Seine Laufbahn an der Universität begann mit Schwierigkeiten und Enttäuschungen. Doch durch die Begleitung einer Freundschaft überwand Giorgio Vittadini die Versuchung, alles aufzugeben

Wir treffen Giorgio Vittadini, oder Vitta, wie ihn seine Freunde nennen, in seinem Arbeitszimmer der «Stiftung Subsidiarität», der er vorsteht. Alle zwei Minuten klingelt sein Mobiltelefon; auf dem Tisch liegen Blätter, voll mit merkwürdigen Hieroglyphen. Es handelt sich um Aufzeichnungen zum Fach Statistik, das er an der Mailänder Universität «Bicocca» unterrichtet. Da er wenig Zeit hat, komme ich gleich zum Punkt:

Giorgio, du hast mir oft gesagt, dass du ein verhinderter Geisteswissenschaftler bist, und die Geschichte deine eigentliche Leidenschaft war. Nun beschäftigst du dich mit Zahlen, Diagrammen und Tabellen. Wie hat das alles angefangen?
Im Jahre 1980 schloss ich das Studium in Wirtschaftswissenschaften ab, zusammen mit einem Freund, der dann seine Laufbahn im Ausland fortsetzte. Ich hatte dieselbe Möglichkeit, aber einige Freunde, die mir wichtig waren – möglicherweise, weil sie in mir eine gewisse Unsicherheit bemerkten – schlugen mir vor, an der Universität zu bleiben. Ich sagte Ja. Das war nicht einfach grundloser Gehorsam. Ich war überzeugt, dass es das Entscheidende im Leben ist, den Leuten zu vertrauen, die dir dabei helfen zu verstehen, was für dich gut ist. Allerdings gab es keine Möglichkeit an der Katholischen Universität in Mailand, wo ich studiert hatte, eine Anstellung an der wirtschaftswissenschaftlichen Fakultät zu bekommen. An der staatlichen Universität hingegen gab es bei einem Professor für Statistik diese Möglichkeit. Also habe ich fast zufällig entschieden, mich mit diesem Thema zu beschäftigen, obwohl es nicht «mein» Thema war. Ich sage nur: Im Abitur hatte ich Mathematik nur als viertes Prüfungsfach gewählt! Ich wollte Geschichte studieren, aber meine Eltern waren dagegen. So habe ich Wirtschaftswissenschaften studiert. Das hatte mir ein Professor aus der Bewegung empfohlen. Er sagte zu mir: «Heutzutage wird Geschichte auch und vor allem mit der Wirtschaft geschrieben.»

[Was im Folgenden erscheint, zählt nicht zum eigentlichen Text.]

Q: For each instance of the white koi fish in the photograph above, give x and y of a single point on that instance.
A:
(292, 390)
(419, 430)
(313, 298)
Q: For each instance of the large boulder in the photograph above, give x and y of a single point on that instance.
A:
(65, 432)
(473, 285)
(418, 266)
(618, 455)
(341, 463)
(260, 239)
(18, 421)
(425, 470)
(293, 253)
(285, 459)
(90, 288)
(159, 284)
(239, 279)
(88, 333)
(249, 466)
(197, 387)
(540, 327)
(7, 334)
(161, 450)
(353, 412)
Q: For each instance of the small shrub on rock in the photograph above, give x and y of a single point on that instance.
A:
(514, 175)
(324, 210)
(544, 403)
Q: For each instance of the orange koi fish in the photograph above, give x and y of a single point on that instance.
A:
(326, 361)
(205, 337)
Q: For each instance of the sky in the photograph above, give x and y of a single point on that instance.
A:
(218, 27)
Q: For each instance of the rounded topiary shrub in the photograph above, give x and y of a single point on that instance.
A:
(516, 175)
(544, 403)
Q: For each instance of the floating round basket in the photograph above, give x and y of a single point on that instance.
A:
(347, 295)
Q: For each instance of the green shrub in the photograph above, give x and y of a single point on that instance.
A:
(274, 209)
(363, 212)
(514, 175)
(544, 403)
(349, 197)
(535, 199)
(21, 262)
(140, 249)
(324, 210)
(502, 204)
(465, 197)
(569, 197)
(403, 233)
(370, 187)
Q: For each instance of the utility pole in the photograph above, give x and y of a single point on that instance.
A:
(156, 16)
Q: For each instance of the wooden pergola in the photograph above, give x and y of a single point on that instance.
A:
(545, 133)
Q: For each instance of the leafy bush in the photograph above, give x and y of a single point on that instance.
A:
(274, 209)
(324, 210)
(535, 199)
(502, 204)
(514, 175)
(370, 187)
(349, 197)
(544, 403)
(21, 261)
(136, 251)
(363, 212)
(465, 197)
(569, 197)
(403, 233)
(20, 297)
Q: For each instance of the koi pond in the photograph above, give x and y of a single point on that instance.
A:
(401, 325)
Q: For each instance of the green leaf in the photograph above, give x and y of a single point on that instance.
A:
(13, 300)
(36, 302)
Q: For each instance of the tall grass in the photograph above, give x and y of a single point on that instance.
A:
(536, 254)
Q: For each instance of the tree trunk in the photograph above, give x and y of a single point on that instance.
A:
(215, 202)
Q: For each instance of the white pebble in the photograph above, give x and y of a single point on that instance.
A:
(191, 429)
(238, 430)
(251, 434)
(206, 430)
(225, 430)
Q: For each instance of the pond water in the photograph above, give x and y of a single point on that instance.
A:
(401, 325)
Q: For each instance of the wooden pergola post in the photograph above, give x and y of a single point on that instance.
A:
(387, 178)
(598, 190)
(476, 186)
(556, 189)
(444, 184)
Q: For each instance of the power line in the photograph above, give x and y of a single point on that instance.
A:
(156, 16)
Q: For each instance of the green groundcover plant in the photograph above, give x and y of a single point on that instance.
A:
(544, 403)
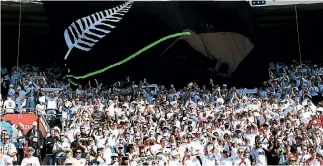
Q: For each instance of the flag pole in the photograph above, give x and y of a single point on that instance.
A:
(298, 40)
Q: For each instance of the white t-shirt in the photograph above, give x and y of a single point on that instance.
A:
(6, 160)
(9, 106)
(51, 104)
(193, 162)
(9, 149)
(226, 161)
(32, 161)
(80, 162)
(41, 108)
(259, 156)
(246, 162)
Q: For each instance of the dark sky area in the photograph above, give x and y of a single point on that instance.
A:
(272, 30)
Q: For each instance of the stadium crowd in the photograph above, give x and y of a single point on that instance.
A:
(129, 123)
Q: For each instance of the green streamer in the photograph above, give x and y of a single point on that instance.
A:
(72, 82)
(133, 55)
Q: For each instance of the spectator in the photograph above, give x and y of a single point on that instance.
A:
(279, 123)
(30, 159)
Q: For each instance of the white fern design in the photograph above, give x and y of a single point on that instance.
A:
(93, 27)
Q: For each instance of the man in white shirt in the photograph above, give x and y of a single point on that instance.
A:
(77, 160)
(240, 160)
(30, 160)
(5, 159)
(9, 148)
(225, 160)
(258, 154)
(9, 105)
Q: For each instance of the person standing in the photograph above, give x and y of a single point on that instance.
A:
(30, 159)
(35, 139)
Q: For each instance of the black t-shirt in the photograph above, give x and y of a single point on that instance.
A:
(49, 143)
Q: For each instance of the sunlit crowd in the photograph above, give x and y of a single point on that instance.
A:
(137, 123)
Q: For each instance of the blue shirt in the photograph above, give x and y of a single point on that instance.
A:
(14, 78)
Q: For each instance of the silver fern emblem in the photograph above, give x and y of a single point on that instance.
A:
(86, 31)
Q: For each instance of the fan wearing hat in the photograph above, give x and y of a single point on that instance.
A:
(114, 159)
(100, 159)
(30, 159)
(258, 153)
(35, 138)
(225, 158)
(5, 159)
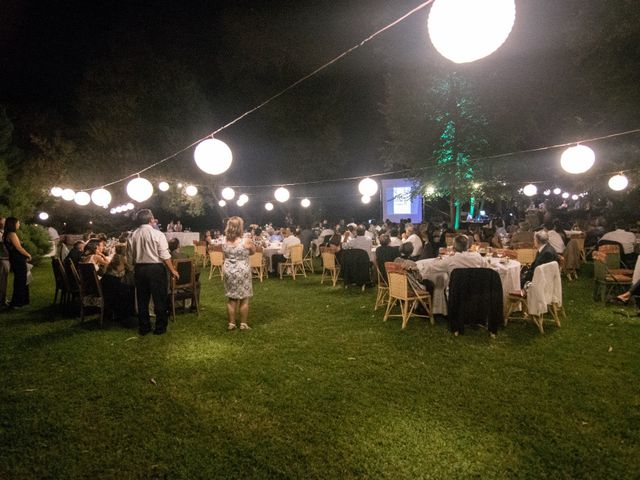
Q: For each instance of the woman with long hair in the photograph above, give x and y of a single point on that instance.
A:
(18, 258)
(237, 272)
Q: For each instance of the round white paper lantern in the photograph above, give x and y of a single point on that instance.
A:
(228, 193)
(82, 198)
(368, 187)
(530, 190)
(282, 194)
(68, 194)
(468, 30)
(213, 156)
(577, 159)
(139, 189)
(618, 182)
(101, 197)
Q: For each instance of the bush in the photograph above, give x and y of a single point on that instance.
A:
(35, 240)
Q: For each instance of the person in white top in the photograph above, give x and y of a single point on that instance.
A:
(411, 236)
(626, 239)
(148, 252)
(461, 259)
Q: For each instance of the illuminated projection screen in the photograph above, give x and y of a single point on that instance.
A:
(397, 202)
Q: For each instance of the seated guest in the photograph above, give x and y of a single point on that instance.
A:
(462, 258)
(626, 239)
(555, 239)
(524, 235)
(119, 294)
(288, 241)
(410, 236)
(361, 241)
(395, 240)
(546, 254)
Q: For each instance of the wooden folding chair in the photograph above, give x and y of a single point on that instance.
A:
(293, 263)
(329, 264)
(401, 291)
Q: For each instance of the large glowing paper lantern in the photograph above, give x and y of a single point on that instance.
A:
(618, 182)
(68, 194)
(530, 190)
(577, 159)
(82, 198)
(101, 197)
(228, 193)
(282, 194)
(368, 187)
(468, 30)
(139, 189)
(213, 156)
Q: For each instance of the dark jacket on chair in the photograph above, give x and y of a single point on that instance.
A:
(475, 297)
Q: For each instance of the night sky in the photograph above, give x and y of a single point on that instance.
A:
(565, 72)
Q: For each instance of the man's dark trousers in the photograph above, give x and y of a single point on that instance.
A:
(151, 282)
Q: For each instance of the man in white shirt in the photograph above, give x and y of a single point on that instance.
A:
(626, 239)
(361, 241)
(413, 238)
(148, 252)
(461, 259)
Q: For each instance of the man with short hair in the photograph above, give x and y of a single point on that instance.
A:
(148, 252)
(546, 254)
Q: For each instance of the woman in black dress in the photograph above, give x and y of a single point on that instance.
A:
(18, 258)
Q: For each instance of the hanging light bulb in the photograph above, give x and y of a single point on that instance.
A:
(139, 189)
(228, 193)
(68, 194)
(368, 187)
(213, 156)
(618, 182)
(468, 30)
(282, 194)
(82, 198)
(101, 197)
(577, 159)
(530, 190)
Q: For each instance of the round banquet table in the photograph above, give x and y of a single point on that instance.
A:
(508, 270)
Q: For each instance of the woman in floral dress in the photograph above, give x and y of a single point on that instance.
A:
(237, 272)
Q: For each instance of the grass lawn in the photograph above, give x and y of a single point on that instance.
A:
(320, 388)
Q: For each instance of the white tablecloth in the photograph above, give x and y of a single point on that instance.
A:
(509, 275)
(185, 238)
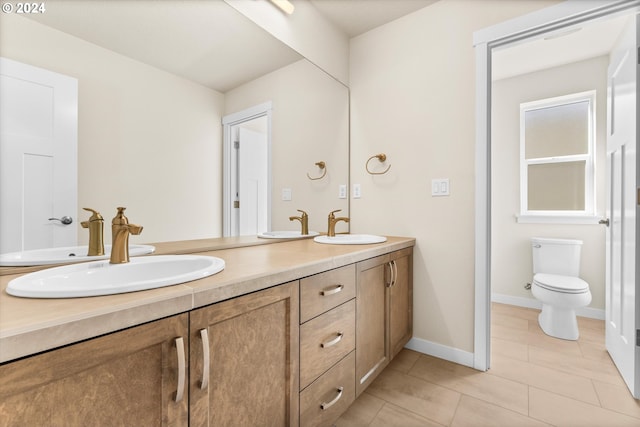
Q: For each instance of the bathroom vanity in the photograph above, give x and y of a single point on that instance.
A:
(288, 334)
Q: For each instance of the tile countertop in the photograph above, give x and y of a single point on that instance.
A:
(29, 326)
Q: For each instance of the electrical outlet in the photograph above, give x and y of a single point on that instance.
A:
(440, 187)
(357, 191)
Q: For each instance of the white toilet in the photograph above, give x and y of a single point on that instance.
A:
(556, 266)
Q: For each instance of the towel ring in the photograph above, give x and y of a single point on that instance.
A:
(322, 167)
(381, 157)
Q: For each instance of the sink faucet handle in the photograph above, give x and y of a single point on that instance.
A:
(95, 214)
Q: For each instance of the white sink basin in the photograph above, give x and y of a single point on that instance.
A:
(286, 234)
(63, 255)
(350, 239)
(101, 278)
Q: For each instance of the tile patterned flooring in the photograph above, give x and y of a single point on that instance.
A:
(534, 380)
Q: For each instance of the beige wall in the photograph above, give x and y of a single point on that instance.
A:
(147, 140)
(412, 97)
(310, 122)
(511, 250)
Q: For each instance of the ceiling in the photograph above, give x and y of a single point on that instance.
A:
(212, 44)
(354, 17)
(554, 49)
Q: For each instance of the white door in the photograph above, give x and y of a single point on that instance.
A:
(253, 182)
(622, 209)
(38, 157)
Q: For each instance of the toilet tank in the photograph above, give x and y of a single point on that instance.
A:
(556, 256)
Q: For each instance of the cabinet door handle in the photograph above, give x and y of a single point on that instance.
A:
(204, 335)
(392, 276)
(334, 290)
(182, 367)
(324, 406)
(333, 341)
(395, 272)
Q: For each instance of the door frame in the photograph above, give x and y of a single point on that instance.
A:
(228, 121)
(554, 18)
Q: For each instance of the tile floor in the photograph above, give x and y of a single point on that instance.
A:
(534, 380)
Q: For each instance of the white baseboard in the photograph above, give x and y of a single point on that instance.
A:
(441, 351)
(592, 313)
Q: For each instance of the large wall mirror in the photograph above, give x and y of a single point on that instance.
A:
(155, 80)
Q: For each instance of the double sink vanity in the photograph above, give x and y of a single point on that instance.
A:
(289, 332)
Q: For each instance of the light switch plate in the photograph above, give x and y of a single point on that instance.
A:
(357, 191)
(440, 187)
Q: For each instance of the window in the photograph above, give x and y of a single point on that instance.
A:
(557, 168)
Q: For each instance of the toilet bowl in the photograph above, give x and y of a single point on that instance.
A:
(556, 265)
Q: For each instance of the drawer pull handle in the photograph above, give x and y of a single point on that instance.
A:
(333, 341)
(334, 290)
(324, 406)
(204, 335)
(181, 368)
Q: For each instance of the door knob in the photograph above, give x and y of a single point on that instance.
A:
(66, 220)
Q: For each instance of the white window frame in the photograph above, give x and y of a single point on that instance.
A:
(586, 216)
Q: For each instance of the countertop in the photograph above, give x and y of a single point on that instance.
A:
(29, 326)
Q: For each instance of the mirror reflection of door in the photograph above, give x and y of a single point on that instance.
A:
(247, 172)
(38, 159)
(250, 212)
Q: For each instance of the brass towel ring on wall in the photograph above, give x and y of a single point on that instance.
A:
(323, 168)
(381, 157)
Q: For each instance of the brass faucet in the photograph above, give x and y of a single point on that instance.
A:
(331, 232)
(304, 222)
(95, 224)
(120, 230)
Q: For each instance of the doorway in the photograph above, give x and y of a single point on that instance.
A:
(552, 19)
(38, 158)
(247, 171)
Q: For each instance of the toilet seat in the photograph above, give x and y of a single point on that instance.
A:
(562, 284)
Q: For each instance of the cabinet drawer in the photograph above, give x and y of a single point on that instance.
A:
(330, 395)
(322, 292)
(325, 340)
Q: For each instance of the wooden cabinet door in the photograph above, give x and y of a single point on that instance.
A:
(244, 360)
(128, 378)
(372, 349)
(401, 301)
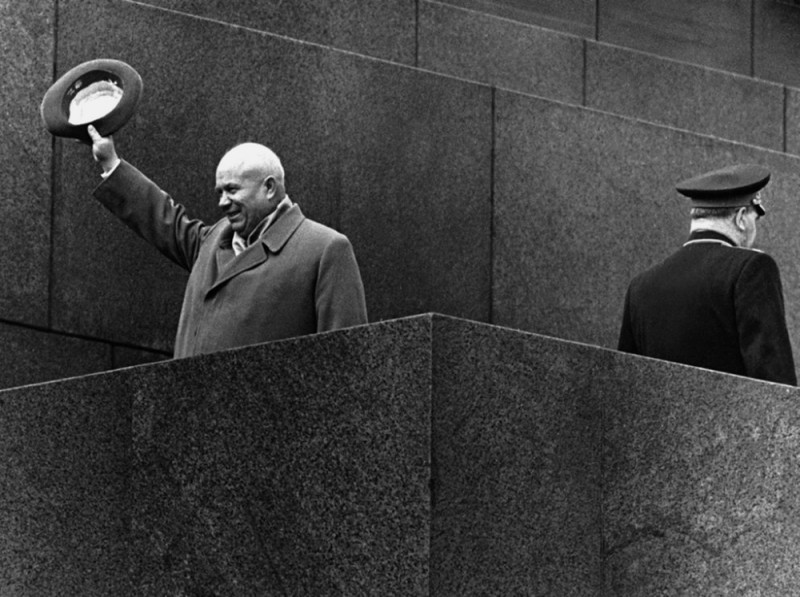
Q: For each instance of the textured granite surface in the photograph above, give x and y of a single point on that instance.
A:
(700, 476)
(64, 488)
(517, 471)
(379, 28)
(376, 150)
(299, 467)
(26, 64)
(585, 200)
(500, 52)
(33, 356)
(682, 30)
(776, 41)
(682, 95)
(571, 16)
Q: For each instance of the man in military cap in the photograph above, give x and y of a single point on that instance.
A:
(716, 302)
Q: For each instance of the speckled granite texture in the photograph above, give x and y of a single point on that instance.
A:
(500, 52)
(700, 476)
(294, 468)
(352, 133)
(699, 99)
(65, 488)
(425, 456)
(517, 471)
(585, 200)
(380, 28)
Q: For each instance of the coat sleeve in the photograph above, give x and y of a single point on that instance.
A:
(761, 321)
(339, 295)
(152, 214)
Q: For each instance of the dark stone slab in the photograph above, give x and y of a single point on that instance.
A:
(682, 95)
(700, 475)
(125, 356)
(380, 28)
(297, 467)
(714, 33)
(500, 52)
(585, 200)
(517, 464)
(776, 41)
(26, 61)
(353, 133)
(571, 16)
(64, 488)
(33, 356)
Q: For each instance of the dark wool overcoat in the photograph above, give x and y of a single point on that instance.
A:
(714, 305)
(299, 278)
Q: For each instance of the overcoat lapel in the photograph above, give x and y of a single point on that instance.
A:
(271, 241)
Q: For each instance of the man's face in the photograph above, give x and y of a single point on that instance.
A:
(750, 217)
(245, 197)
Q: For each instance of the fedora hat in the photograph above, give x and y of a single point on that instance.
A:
(104, 93)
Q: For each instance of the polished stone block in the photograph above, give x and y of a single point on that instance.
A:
(379, 28)
(682, 95)
(714, 33)
(26, 63)
(64, 488)
(793, 120)
(517, 464)
(700, 475)
(34, 356)
(500, 52)
(571, 16)
(585, 200)
(776, 41)
(298, 467)
(421, 456)
(374, 149)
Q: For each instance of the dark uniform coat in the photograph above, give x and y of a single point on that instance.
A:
(714, 305)
(299, 277)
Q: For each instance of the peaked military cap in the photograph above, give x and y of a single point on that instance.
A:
(732, 186)
(104, 93)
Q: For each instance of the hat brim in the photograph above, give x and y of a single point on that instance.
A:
(111, 78)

Warum bist du diesem Vorschlag gefolgt?
Die Erfahrung an der Universität hatte mir gezeigt, dass das, was meinen Wünschen, meinen Bedürfnissen am ehesten entsprach, nicht so sehr die Idee einer bestimmten Position oder einer bestimmten Arbeit war, sondern einen Weg einzuschlagen, der mich in enger Verbindung zu der Erfahrung hielt, die in mir das Interesse und die Leidenschaft für alles entstehen ließ, auch für das Studium. Aber es war fast absurd, denn Geld interessierte mich nicht. Ich wollte keine Karriere machen, aber ich wollte eine Arbeit, die der menschlichen Erfahrung der Bewegung und der Kirche nützlich sein kann. Und deswegen zögerte ich nicht, Ja zu sagen. Damals wie heute gilt für mich die Feststellung des heiligen Thomas von Aquin, wonach man viel mehr von dem überzeugt wird, was man hört als von dem, was man sieht.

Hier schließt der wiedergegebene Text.